Fig. 5. The performance of five methods on spike-in data.

a The numbers of reported spike-in fusions. b The numbers of reported fusions. c The proportions of fusions having bulk supporting chimeric reads or in the 27 spike-ins.

Fig. 6. The T cell scRNA-seq data.

a The number of detected gene fusions by the five methods. b The percentages of V(D)J recombinations in fusions detected by the five methods. c The expressions of SLC4A10 shown in the tSNE plot of all T cells. d The cells with TRAJ33-TRAV1-2 and TRAJ12-TRAV1-2 colored in the tSNE plot. e, f The barplots of numbers of cells with the TRAJ33-TRAV1-2 (e) and TRAJ12-TRAV1-2 (f) recombinations by different algorithms. Source data are provided as a Source Data file.

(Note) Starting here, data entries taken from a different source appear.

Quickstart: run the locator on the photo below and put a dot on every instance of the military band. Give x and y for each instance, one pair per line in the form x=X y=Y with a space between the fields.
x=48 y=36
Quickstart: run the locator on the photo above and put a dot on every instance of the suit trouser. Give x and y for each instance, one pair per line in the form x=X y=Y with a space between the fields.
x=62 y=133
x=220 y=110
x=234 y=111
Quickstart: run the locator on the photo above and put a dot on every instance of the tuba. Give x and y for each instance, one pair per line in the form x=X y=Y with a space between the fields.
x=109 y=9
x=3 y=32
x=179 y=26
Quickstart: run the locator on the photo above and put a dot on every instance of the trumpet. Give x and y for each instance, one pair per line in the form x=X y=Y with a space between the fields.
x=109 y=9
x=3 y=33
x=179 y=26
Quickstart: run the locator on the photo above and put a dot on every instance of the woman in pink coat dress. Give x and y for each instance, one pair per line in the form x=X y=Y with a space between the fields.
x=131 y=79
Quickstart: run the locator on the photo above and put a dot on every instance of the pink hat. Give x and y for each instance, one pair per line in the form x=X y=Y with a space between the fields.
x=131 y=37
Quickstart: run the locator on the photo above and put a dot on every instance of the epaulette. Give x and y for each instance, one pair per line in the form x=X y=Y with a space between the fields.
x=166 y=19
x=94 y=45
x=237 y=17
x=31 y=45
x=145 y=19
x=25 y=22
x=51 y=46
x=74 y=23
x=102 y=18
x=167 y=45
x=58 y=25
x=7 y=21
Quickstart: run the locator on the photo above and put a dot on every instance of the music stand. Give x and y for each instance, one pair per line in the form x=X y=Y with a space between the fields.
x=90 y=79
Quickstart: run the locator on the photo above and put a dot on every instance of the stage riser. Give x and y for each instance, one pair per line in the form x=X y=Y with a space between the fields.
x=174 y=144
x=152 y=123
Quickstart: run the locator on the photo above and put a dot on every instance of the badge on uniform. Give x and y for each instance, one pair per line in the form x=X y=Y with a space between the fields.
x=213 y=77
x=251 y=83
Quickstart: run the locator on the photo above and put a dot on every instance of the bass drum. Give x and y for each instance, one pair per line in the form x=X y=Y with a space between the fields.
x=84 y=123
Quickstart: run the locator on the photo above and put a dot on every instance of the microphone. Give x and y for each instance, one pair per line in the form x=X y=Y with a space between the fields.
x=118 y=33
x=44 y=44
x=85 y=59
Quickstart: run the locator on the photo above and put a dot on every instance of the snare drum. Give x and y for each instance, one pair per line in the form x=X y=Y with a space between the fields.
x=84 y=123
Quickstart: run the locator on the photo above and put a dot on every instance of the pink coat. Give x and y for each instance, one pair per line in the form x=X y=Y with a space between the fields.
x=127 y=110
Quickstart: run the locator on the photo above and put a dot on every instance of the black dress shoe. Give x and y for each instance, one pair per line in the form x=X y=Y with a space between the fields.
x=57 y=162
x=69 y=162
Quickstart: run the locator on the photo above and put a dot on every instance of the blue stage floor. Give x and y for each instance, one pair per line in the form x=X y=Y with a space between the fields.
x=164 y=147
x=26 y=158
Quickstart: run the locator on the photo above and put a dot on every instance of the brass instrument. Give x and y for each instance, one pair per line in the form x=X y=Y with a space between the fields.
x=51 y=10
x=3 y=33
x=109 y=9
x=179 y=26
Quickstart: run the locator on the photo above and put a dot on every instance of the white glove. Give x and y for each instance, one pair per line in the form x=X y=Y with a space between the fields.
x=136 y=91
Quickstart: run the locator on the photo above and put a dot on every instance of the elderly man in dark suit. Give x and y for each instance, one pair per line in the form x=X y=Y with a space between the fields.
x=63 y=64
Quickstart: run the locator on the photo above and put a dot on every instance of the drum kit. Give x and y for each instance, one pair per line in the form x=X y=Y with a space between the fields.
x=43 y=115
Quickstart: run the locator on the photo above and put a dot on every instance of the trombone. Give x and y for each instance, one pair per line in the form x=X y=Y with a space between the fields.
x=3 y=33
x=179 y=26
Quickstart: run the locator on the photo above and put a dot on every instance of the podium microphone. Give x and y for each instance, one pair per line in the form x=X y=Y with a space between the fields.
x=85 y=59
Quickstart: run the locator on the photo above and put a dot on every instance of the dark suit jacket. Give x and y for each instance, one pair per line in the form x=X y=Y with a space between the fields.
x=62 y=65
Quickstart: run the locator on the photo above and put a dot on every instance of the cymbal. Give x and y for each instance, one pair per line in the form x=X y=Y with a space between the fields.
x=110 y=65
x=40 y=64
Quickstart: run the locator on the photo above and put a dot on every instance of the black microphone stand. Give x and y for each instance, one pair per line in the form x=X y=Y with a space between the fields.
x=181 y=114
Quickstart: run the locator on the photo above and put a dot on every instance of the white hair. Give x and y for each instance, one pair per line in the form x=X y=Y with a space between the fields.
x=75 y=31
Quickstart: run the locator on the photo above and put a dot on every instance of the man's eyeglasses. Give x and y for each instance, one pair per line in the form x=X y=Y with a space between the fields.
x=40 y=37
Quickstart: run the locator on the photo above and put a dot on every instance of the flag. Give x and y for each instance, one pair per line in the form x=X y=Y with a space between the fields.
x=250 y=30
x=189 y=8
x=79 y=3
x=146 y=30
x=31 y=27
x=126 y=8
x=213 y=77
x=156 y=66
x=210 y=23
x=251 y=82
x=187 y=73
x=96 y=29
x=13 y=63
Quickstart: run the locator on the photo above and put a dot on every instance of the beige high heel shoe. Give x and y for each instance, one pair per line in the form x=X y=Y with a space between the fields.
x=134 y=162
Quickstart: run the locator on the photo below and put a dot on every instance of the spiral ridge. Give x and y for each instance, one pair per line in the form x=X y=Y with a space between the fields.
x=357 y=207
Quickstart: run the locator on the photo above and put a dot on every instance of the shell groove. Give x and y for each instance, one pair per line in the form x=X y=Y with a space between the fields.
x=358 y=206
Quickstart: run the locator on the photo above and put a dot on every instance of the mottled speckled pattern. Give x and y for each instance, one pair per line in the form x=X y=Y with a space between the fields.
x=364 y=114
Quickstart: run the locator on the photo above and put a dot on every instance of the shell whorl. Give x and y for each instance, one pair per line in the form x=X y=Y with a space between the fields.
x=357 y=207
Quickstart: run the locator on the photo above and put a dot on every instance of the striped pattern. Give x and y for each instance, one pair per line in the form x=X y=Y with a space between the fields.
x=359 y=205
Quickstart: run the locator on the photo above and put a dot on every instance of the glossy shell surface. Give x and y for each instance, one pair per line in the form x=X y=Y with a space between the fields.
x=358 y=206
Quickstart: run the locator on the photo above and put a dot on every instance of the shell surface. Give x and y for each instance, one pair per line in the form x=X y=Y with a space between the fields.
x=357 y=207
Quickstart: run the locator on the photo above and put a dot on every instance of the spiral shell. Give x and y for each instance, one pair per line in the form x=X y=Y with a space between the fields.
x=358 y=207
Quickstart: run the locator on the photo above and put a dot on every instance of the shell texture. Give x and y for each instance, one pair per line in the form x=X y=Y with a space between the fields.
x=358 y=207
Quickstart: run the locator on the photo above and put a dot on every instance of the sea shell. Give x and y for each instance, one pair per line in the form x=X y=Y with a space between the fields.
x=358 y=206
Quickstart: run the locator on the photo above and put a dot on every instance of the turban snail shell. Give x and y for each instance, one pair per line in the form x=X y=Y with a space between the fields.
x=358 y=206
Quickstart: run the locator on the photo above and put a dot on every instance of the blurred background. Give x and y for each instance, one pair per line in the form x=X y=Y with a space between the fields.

Fig. 7. The MM scRNA-seq data.

a The number of detected gene fusions by the five methods. b The percentage of IgH-related fusions in fusions detected by the five methods. c The tSNE plot of all MM single cells. The cells with two IgH-WHSC1 fusions are colored in the plot. The cells from patient RMM2 and SMM0 are marked by triangle and rectangle, respectively. d The expression of WHSC1 shown in the tSNE plot. e The mean read depth of WHSC1 at different locations for the cells with the two IgH-WHSC1 fusions and the cells without the fusions. The black triangles indicate the breakpoints of the two fusions. The supporting number of splicing junctions are also shown in the plot (the numbers above the arcs). The read depth of a single cell at a location is calculated as the number of reads covering the location per million. The mean read depth is the average depth of all cells in a group. f The barplots of numbers of cells with the IgH-WHSC1 fusions by different algorithms. Source data are provided as a Source Data file.